On Friday, October 3, Alan Ashby’s sacrifice fly off Dodger starter Don Sutton gave Houston a 2–1 lead and put the Astros within two innings of clinching the division. Forsch got four consecutive groundouts to move Houston within two outs of the title. But with one out in the ninth, Rick Monday singled, and Dusty Baker reached on an error by second baseman and ex-Dodger Rafael Landestoy. Steve Garvey flied out, but down to their final at-bat before elimination, Ron Cey singled to center field, scoring pinch-runner Rudy Law. Forsch retired Pedro Guerrero to send the game into extra innings.
Fernando Valenzuela, in his eighth career game, retired the side in order in the 10th inning, his second inning of work. And then, in the bottom of the 10th, Joe Ferguson homered off Forsch, frenzying the crowd. Flinging his helmet like a frisbee as he crossed home, Ferguson kept the Dodgers alive for one more day. Finally, an important 3–2 game went the Dodgers’ way.
On Saturday, Garvey’s fourth-inning homer off Ryan broke a 1–1 tie, and Dodger starter Jerry Reuss made the advantage stand up, though not without some nail-biters. With two out in the top of the ninth, Reuss gave up singles to Cesar Cedeno and Art Howe, putting the tying run at third base. But Gary Woods, with a .396 on-base percentage, grounded out, and just like that, the Dodgers were playing for a tie on Sunday.
Note: Please enjoy this extended reminiscence of the Saturday, October 4, 1980 game at this link.
For the second time in three days, Houston moved within six outs of clinching the division. The Astros scored two early runs off Burt Hooton, who was removed by desperate Dodgers manager Tommy Lasorda after recording only three outs in eight batters. Bobby Castillo gave up a third run in the fourth inning to put Los Angeles behind by three. Pitching two shutout innings for the second time in three days, Valenzuela kept the Astros at bay while the Dodgers got on the scoreboard with a fifth-inning RBI single by Davey Lopes.
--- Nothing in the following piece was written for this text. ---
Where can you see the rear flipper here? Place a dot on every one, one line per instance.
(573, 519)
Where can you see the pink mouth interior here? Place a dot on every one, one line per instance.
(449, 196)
In the bottom of the seventh, with runners at second and third, 42-year-old Manny Mota pinch-hit for the 19-year-old Valenzuela. Mota’s pinch single—the final hit of the beloved Dodger’s career—drove in Guerrero to cut the lead to 3–2. But Baker later fouled out with the bases loaded, and the Dodgers entered the eighth inning still down by a run.
NL Rookie of the Year Steve Howe retired the Astros in the eighth. Then, once more, the Astros made a pivotal error—Enos Cabell allowed Garvey to reach base—and the next batter, Cey, sent Dodgers fans into delirium with a homer.
When Howe allowed two singles in the top of the ninth, Lasorda continued to manage within an inch of his life. He brought in Sutton, who had gone eight innings fewer than 48 hours earlier, to get the final out. Denny Walling grounded to Lopes, and the NL West season had gone overtime.
Lasorda chose Dave Goltz, a tremendous disappointment in 1980 after signing a free-agent contract, to start the winner-take-all 163rd game. Subsequent legend has insisted Lasorda made a mistake here—that he should have instead started Valenzuela, who had yet to allow an earned run in his career and would go on to pitch that Opening Day shutout in 1981 to kick off Fernandomania. But, as indicated earlier, Valenzuela had pitched four innings in the past three days already, eliminating him from starting contention. Hooton had just been knocked out, Sutton and Reuss weren’t available. Rick Sutcliffe, the 1979 NL Rookie of the Year, had been banished to the pen after posting a 7.51 ERA as a starting pitcher in 1980.
Though a disappointment, Goltz had a 2.56 ERA in 38 2/3 innings since September 2. It might have been his luckiest stretch of the season, but it made Goltz the best available option.
In the end, Lasorda might have been better off coming out of retirement to make the start himself. Two Dodger errors helped put Goltz in a 2–0 hole in the first inning, and a two-run homer by Howe made it 4–0 in the third. Pitching in relief in the fourth, Sutcliffe surrendered three runs, and the Dodgers were done.
It was a deflating end to an incredible weekend. If the Dodgers had completed that four-game sweep to the title, it would have been a top–10 all-time moment. As it is, even in defeat, it was a weekend that the Dodgers could not forget.